Department of General, Visceral, and Transplantation Surgery, University of Heidelberg, Im Neuenheimer Feld 110, 69120, Heidelberg, Germany.
Department of Medical Biometry and Informatics, University of Heidelberg, Im Neuenheimer Feld 130.3, 69120, Heidelberg, Germany.
Surg Endosc. 2019 Nov;33(11):3732-3740. doi: 10.1007/s00464-019-06667-4. Epub 2019 Feb 21.
The most common way of assessing surgical performance is by expert raters to view a surgical task and rate a trainee's performance. However, there is huge potential for automated skill assessment and workflow analysis using modern technology. The aim of the present study was to evaluate machine learning (ML) algorithms using the data of a Myo armband as a sensor device for skills level assessment and phase detection in laparoscopic training.
Participants of three experience levels in laparoscopy performed a suturing and knot tying task on silicon models. Experts rated performance using Objective Structured Assessment of Surgical Skills (OSATS). Participants wore Myo armbands (Thalmic Labs™, Ontario, Canada) to record acceleration, angular velocity, orientation, and Euler orientation. ML algorithms (decision forest, neural networks, boosted decision tree) were compared for skill level assessment and phase detection.
28 participants (8 beginner, 10 intermediate, 10 expert) were included, and 99 knots were available for analysis. A neural network regression model had the lowest mean absolute error in predicting OSATS score (3.7 ± 0.6 points, r = 0.03 ± 0.81; OSATS min.-max.: 4-37 points). An ensemble of binary-class neural networks yielded the highest accuracy in predicting skill level (beginners: 82.2% correctly identified, intermediate: 3.0%, experts: 79.5%) whereas standard statistical analysis failed to discriminate between skill levels. Phase detection on raw data showed the best results with a multi-class decision jungle (average 16% correctly identified), but improved to 43% average accuracy with two-class boosted decision trees after Dynamic time warping (DTW) application.
Modern machine learning algorithms aid in interpreting complex surgical motion data, even when standard analysis fails. Dynamic time warping offers the potential to process and compare surgical motion data in order to allow automated surgical workflow detection. However, further research is needed to interpret and standardize available data and improve sensor accuracy.
评估手术表现最常见的方法是由专家评估者观看手术任务并对学员的表现进行评分。然而,使用现代技术进行自动技能评估和工作流程分析具有巨大的潜力。本研究的目的是评估机器学习(ML)算法,方法是使用 Myo 臂带(Thalmic Labs™,安大略省,加拿大)作为传感器设备来记录加速度、角速度、方向和欧拉方向的数据,评估腹腔镜训练中的技能水平和阶段检测。
经验水平不同的 3 名腹腔镜手术参与者在硅模型上进行缝合和打结任务。专家使用客观结构化手术技能评估(OSATS)进行表现评估。参与者佩戴 Myo 臂带(Thalmic Labs™,安大略省,加拿大)以记录加速度、角速度、方向和欧拉方向。比较了决策森林、神经网络、增强决策树等 ML 算法在技能水平评估和阶段检测中的性能。

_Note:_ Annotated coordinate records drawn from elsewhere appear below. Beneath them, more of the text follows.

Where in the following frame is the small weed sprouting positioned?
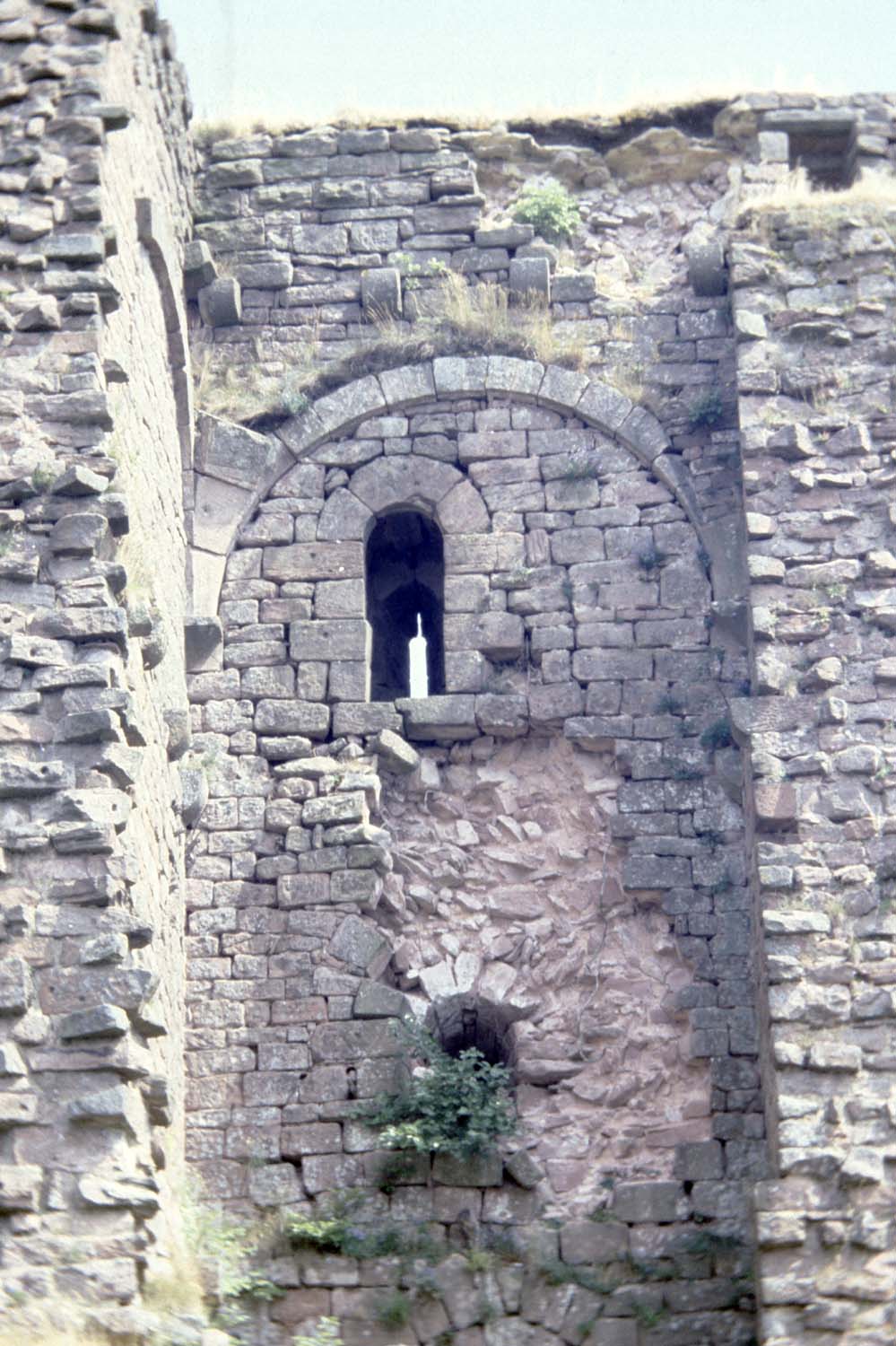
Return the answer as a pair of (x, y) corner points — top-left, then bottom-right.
(538, 1259), (621, 1295)
(31, 465), (57, 492)
(632, 1305), (666, 1327)
(688, 388), (724, 430)
(377, 1149), (414, 1197)
(377, 1289), (413, 1327)
(700, 716), (735, 753)
(514, 180), (581, 244)
(465, 1248), (495, 1272)
(672, 762), (704, 781)
(357, 1019), (516, 1159)
(292, 1318), (342, 1346)
(283, 380), (311, 416)
(876, 855), (896, 915)
(637, 541), (669, 576)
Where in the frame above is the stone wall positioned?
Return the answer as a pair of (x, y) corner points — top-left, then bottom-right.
(731, 151), (896, 1343)
(0, 23), (896, 1346)
(181, 357), (766, 1341)
(0, 0), (193, 1324)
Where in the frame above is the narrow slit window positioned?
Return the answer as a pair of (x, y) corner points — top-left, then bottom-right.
(366, 511), (446, 702)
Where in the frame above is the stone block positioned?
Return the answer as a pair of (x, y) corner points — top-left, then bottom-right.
(0, 1165), (43, 1216)
(432, 1154), (502, 1187)
(261, 541), (365, 581)
(290, 618), (370, 662)
(253, 700), (330, 739)
(59, 1006), (131, 1039)
(196, 276), (242, 328)
(196, 414), (284, 490)
(529, 681), (586, 727)
(476, 694), (529, 739)
(330, 870), (382, 907)
(327, 915), (392, 975)
(560, 1219), (629, 1267)
(444, 613), (525, 662)
(613, 1182), (688, 1225)
(361, 267), (403, 320)
(183, 239), (218, 299)
(396, 695), (479, 743)
(0, 957), (31, 1015)
(368, 730), (420, 775)
(508, 258), (551, 304)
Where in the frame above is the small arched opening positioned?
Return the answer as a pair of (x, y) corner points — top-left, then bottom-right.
(366, 511), (446, 702)
(427, 995), (516, 1069)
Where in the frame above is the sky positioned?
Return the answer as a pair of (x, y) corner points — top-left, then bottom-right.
(161, 0), (896, 123)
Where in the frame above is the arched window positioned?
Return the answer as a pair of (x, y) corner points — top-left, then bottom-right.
(427, 995), (516, 1068)
(366, 511), (446, 702)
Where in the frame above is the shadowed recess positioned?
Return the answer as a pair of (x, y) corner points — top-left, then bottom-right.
(366, 511), (446, 702)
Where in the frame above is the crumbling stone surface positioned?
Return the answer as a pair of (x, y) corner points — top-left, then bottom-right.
(0, 13), (896, 1346)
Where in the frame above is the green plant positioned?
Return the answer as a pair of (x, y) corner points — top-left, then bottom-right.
(377, 1289), (413, 1327)
(631, 1305), (666, 1327)
(31, 463), (57, 492)
(282, 1190), (438, 1260)
(688, 388), (724, 430)
(700, 715), (735, 753)
(465, 1248), (495, 1272)
(283, 377), (311, 416)
(292, 1318), (342, 1346)
(514, 179), (580, 244)
(358, 1019), (516, 1159)
(538, 1260), (621, 1295)
(178, 1192), (284, 1326)
(377, 1151), (414, 1197)
(672, 762), (704, 781)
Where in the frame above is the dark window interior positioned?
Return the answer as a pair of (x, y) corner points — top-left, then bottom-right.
(428, 995), (514, 1066)
(790, 126), (856, 191)
(368, 511), (446, 702)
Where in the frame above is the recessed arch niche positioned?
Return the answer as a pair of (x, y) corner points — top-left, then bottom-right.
(365, 509), (446, 702)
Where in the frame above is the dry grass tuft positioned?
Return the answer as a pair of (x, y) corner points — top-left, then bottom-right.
(739, 169), (896, 226)
(196, 272), (586, 430)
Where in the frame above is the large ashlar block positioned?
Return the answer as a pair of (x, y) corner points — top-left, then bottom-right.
(261, 541), (365, 581)
(290, 616), (370, 661)
(396, 695), (479, 743)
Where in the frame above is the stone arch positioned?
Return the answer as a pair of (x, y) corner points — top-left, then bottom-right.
(191, 355), (744, 616)
(365, 509), (446, 702)
(187, 358), (744, 1228)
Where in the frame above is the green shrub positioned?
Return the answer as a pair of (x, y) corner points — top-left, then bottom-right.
(688, 388), (724, 430)
(358, 1020), (516, 1159)
(514, 182), (581, 244)
(292, 1318), (342, 1346)
(377, 1289), (413, 1327)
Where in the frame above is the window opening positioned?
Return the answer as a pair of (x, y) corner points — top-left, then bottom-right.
(427, 995), (516, 1068)
(408, 613), (430, 697)
(366, 511), (446, 702)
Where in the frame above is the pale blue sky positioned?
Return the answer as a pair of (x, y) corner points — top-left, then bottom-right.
(161, 0), (896, 121)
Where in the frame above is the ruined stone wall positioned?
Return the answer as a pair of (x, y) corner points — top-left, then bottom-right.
(731, 116), (896, 1343)
(0, 0), (193, 1326)
(0, 26), (896, 1346)
(187, 347), (764, 1341)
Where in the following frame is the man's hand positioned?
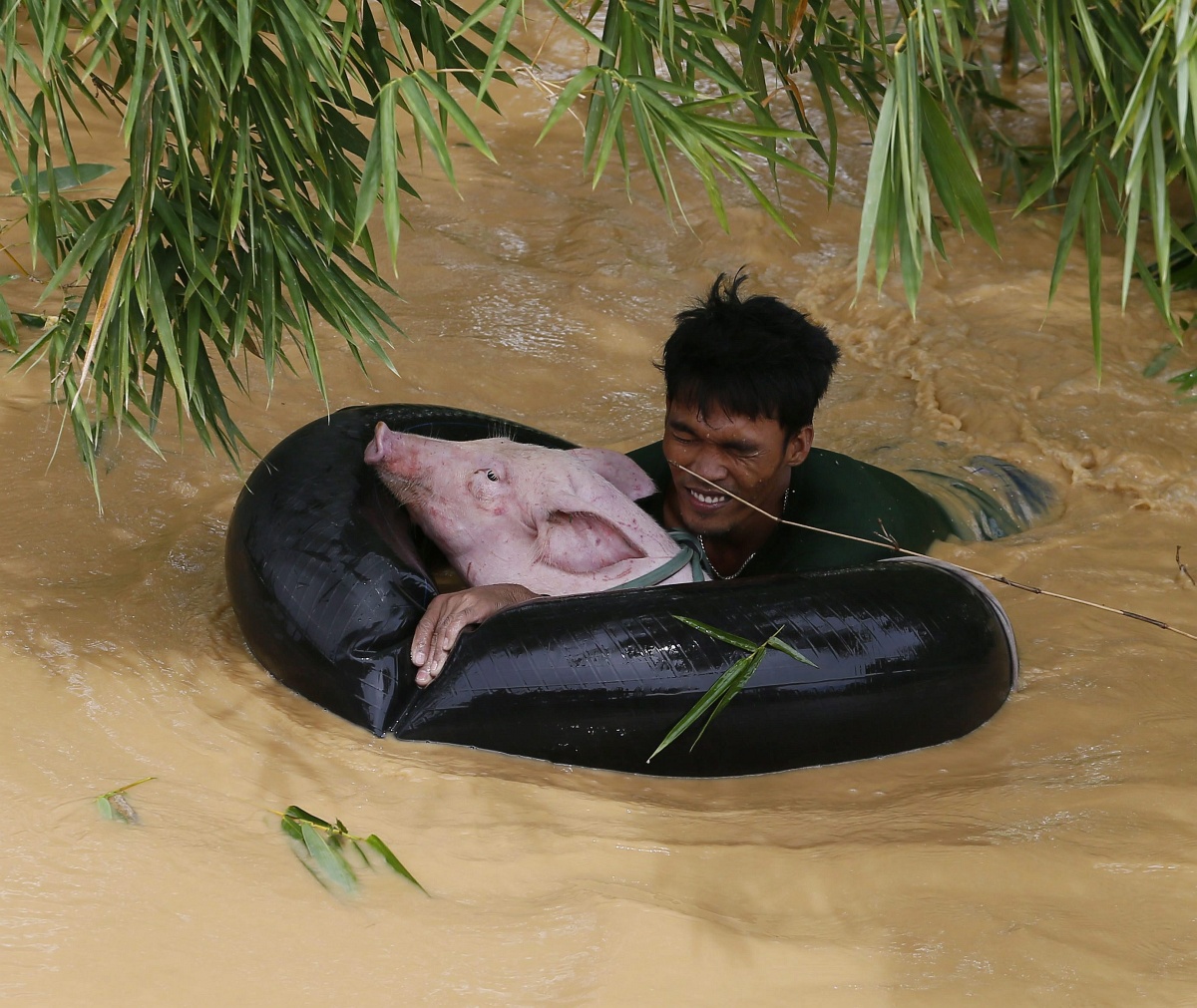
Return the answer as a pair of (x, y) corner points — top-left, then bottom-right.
(412, 584), (540, 686)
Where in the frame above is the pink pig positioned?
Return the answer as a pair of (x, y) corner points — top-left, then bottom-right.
(365, 424), (692, 595)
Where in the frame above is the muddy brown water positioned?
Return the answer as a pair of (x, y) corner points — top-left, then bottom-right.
(0, 33), (1197, 1006)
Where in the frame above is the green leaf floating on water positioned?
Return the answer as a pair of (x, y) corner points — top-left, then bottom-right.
(10, 164), (113, 192)
(96, 777), (155, 826)
(276, 805), (429, 895)
(645, 615), (815, 763)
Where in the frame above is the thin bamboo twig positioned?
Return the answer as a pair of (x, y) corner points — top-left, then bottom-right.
(669, 462), (1197, 640)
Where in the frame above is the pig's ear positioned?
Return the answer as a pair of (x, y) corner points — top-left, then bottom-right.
(570, 448), (657, 501)
(537, 511), (646, 573)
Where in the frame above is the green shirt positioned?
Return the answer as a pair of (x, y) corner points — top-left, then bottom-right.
(628, 441), (952, 577)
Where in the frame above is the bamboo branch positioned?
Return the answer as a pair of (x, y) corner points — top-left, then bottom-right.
(669, 462), (1197, 640)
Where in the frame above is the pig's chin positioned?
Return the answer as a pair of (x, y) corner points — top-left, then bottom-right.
(376, 467), (429, 510)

共纳入 28 名参与者(8 名初学者、10 名中级、10 名专家),可分析 99 个结。神经网络回归模型在预测 OSATS 评分方面具有最低的平均绝对误差(3.7±0.6 分,r=0.03±0.81;OSATS 评分范围:4-37 分)。由二进制类神经网络组成的集成模型在预测技能水平方面具有最高的准确性(初学者:82.2%正确识别,中级:3.0%,专家:79.5%),而标准统计分析无法区分技能水平。原始数据的阶段检测结果最佳,多类决策丛林的平均准确率为 16%,但应用动态时间规整(DTW)后,两阶段增强决策树的准确率提高到 43%。
现代机器学习算法有助于解释复杂的手术运动数据,即使在标准分析失败的情况下也是如此。动态时间规整提供了处理和比较手术运动数据的潜力,以便实现自动手术工作流程检测。然而,需要进一步研究来解释和标准化可用数据并提高传感器的准确性。